1) Grammar for our tiny language
We will parse expressions with precedence and function calls:
expr -> equality
equality -> comparison ( ("==" | "!=") comparison )*
comparison -> term ( ("<" | "<=" | ">" | ">=") term )*
term -> factor ( ("+" | "-") factor )*
factor -> unary ( ("*" | "/") unary )*
unary -> ("!" | "-") unary | primary
primary -> NUMBER | IDENT | "(" expr ")" | call
call -> IDENT "(" args? ")"
args -> expr ( "," expr )*
This grammar encodes precedence and left associativity.
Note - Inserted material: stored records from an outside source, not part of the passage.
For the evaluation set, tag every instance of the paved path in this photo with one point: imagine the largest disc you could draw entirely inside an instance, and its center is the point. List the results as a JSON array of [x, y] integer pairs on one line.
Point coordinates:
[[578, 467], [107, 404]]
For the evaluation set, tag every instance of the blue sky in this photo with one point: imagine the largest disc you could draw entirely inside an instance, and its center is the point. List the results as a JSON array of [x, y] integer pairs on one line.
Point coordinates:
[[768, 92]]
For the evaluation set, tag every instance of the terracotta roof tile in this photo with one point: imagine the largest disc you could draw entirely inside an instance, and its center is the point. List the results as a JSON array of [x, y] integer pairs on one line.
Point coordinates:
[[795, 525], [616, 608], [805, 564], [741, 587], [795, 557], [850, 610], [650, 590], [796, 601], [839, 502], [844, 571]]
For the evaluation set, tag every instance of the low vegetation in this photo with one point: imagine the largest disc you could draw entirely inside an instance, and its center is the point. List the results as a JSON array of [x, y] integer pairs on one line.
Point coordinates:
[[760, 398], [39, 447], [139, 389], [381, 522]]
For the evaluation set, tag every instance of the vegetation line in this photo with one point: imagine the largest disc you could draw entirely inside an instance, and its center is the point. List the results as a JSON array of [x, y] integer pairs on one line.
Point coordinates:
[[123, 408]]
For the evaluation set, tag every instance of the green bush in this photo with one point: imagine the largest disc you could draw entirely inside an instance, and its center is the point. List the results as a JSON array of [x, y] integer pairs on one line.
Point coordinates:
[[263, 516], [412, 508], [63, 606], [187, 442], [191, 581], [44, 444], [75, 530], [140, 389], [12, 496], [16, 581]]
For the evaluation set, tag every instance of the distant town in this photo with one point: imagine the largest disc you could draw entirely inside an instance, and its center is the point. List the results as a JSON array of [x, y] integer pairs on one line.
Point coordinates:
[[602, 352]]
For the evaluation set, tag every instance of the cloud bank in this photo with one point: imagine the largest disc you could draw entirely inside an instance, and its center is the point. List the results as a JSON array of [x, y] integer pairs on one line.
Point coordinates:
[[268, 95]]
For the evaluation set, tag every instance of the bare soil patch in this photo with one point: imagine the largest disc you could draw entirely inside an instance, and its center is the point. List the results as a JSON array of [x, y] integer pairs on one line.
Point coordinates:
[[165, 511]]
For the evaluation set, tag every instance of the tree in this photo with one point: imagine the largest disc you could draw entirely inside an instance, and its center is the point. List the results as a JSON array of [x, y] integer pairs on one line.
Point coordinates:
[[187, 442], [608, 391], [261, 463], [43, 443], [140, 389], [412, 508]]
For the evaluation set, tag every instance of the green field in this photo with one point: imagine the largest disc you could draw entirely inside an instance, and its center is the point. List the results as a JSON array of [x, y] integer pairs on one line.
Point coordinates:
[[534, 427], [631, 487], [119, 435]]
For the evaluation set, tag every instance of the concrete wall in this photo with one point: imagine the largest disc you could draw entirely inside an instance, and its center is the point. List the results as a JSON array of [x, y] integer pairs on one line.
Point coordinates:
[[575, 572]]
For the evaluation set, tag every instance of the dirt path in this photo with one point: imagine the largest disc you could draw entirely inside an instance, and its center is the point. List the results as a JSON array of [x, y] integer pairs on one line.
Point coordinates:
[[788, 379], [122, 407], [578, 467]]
2) Recursive descent is readable
Each grammar rule becomes a function. The order of functions matches precedence.
Example (sketch):
func parseTerm() Expr {
left := parseFactor()
for match("+", "-") {
op := previous()
right := parseFactor()
left = Binary(op, left, right)
}
return left
}
The loop handles left associativity cleanly.
3) AST shape we will use
We keep one struct with a Kind and fields:
- Number: value
- Ident: name
- Unary: operator + operand
- Binary: operator + left/right
- Call: function name + args
This keeps the code simple and testable.
4) Error handling
Good parse errors are precise and short:
- "expected ')'" instead of "parse failed"
- include the token that caused the issue
Readable errors make the language easier to learn.